Start my new position tomorrow. Yes I have been promoted and taken out of the subscriptions department and am now in Customer Service. Training is basically anytime I'm not at Uni which leaves less time to do homework. I have a weekly timetable set up now. Is that normal for a 20 year old? But don't get me wrong, I'm happy, I'm excited. I get bored easily. Some of you know this.

I also received my final invoice for my trip. I'm so pumped for it I can't wait. January 3 really isn't that far away when you think about first overcoming the semester, then exams, then it's easy until Christmas when BAM! I'll be ready to go.

Well I best be off to do some homework. Tonight it's some Employment Law tutorial questions and an article for Sociology. So tired but must push on.

Sunday, October 08, 2006

Truth Be Told

I pledge allegience to myself, for I shall never give in and allow myself to be boxed or caged.
I pledge allegience to my friends, who I would take a bullet for.
I pledge that this blog is honest, a new twist on my blog of old, and
I pledge that I will always be standing in the way of those who seek to chain us.


Welcome.

I used to be a major blogger. Some of you already know this. An MSN Spaces blog filled with rage and hate, a black background to accompany the black thoughts I churned out.

Things have changed.

I'm not saying this is going to be peachy. I have however left behind my "I need to complain about everything" blog and forged a new identity in the blogging world.

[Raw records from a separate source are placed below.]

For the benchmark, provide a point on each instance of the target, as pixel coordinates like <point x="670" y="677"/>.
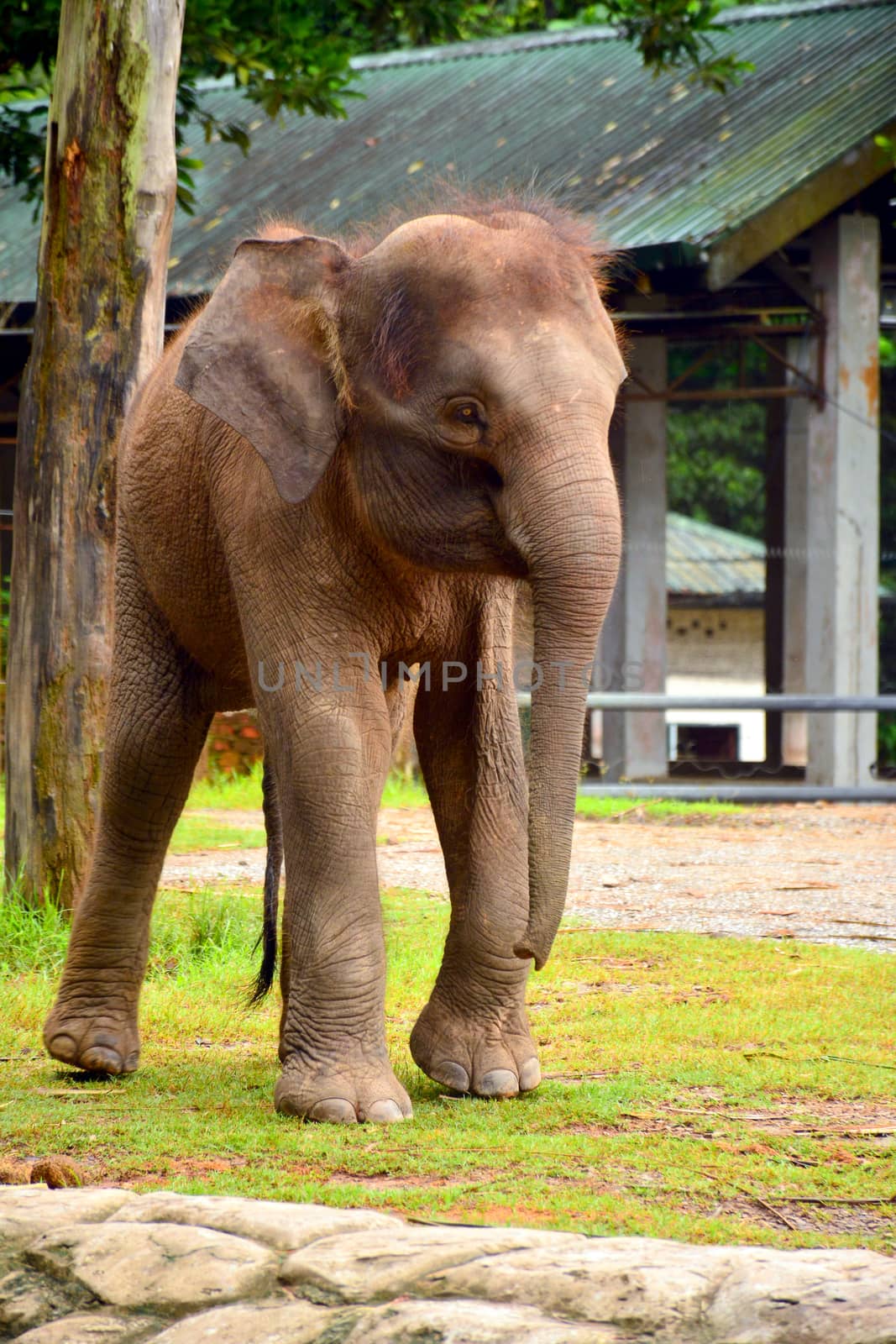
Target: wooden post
<point x="109" y="199"/>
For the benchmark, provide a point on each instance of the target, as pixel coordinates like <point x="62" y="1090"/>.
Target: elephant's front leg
<point x="473" y="1034"/>
<point x="329" y="776"/>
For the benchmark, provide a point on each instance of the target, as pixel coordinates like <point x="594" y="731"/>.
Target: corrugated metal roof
<point x="708" y="561"/>
<point x="656" y="161"/>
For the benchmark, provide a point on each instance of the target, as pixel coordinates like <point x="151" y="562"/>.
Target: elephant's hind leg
<point x="155" y="732"/>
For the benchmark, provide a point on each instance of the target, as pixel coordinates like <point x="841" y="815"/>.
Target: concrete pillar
<point x="842" y="507"/>
<point x="633" y="644"/>
<point x="799" y="353"/>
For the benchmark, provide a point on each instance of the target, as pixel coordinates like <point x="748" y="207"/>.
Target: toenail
<point x="336" y="1110"/>
<point x="101" y="1059"/>
<point x="450" y="1075"/>
<point x="385" y="1112"/>
<point x="499" y="1082"/>
<point x="530" y="1074"/>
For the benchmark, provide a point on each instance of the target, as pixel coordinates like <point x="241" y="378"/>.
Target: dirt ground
<point x="822" y="873"/>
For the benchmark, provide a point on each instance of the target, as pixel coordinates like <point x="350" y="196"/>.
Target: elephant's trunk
<point x="574" y="557"/>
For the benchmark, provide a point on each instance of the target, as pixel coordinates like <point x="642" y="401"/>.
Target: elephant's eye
<point x="468" y="413"/>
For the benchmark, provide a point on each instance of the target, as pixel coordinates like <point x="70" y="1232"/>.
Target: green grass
<point x="244" y="793"/>
<point x="197" y="832"/>
<point x="694" y="1088"/>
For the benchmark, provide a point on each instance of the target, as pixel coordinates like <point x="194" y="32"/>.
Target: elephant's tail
<point x="268" y="937"/>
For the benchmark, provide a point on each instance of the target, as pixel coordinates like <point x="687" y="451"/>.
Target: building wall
<point x="716" y="642"/>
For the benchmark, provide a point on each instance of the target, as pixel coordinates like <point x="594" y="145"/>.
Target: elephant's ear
<point x="255" y="356"/>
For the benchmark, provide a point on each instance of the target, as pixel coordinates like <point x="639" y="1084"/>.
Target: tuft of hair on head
<point x="275" y="230"/>
<point x="492" y="208"/>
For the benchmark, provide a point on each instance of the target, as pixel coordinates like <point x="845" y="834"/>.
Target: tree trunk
<point x="109" y="198"/>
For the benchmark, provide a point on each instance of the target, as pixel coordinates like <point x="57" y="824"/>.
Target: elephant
<point x="345" y="465"/>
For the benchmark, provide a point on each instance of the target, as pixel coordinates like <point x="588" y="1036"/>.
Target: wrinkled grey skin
<point x="362" y="454"/>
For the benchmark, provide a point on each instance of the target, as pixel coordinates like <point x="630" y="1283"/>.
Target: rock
<point x="369" y="1265"/>
<point x="26" y="1213"/>
<point x="638" y="1284"/>
<point x="92" y="1328"/>
<point x="472" y="1323"/>
<point x="29" y="1299"/>
<point x="723" y="1294"/>
<point x="259" y="1323"/>
<point x="285" y="1227"/>
<point x="806" y="1297"/>
<point x="13" y="1173"/>
<point x="156" y="1265"/>
<point x="56" y="1173"/>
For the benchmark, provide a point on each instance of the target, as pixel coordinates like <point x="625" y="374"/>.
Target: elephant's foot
<point x="342" y="1092"/>
<point x="101" y="1039"/>
<point x="488" y="1053"/>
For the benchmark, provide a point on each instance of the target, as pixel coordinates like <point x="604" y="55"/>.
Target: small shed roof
<point x="668" y="170"/>
<point x="705" y="561"/>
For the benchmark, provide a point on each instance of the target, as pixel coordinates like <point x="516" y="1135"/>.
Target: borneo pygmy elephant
<point x="345" y="463"/>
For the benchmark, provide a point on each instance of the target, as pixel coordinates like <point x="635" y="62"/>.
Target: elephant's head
<point x="466" y="370"/>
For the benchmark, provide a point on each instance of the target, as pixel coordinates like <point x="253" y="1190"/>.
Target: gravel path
<point x="824" y="873"/>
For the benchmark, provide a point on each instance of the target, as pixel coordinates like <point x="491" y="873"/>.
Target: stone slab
<point x="369" y="1265"/>
<point x="472" y="1323"/>
<point x="29" y="1210"/>
<point x="96" y="1267"/>
<point x="681" y="1294"/>
<point x="255" y="1323"/>
<point x="156" y="1265"/>
<point x="285" y="1227"/>
<point x="92" y="1328"/>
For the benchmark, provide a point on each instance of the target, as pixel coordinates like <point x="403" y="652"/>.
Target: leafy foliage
<point x="295" y="57"/>
<point x="716" y="467"/>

Wake up the Revolution is in dedication of a song that reminds me that for every person who stands up for something, there are others who are too afraid. I was very much like that. I hated that, and I need to do what I believe in now.

So here I am, a new Tim so to speak, apparently free. But we are not free, and so we must break the bonds of constraint that we have been tied down with for so long.

I hope to update this regularly. Uni will slow me down but since procrastinating is one of my well-learned skills I probably won't be held down by such a responsibility.

And if I could have one wish fulfilled, it would be that every person can pledge allegience to themselves.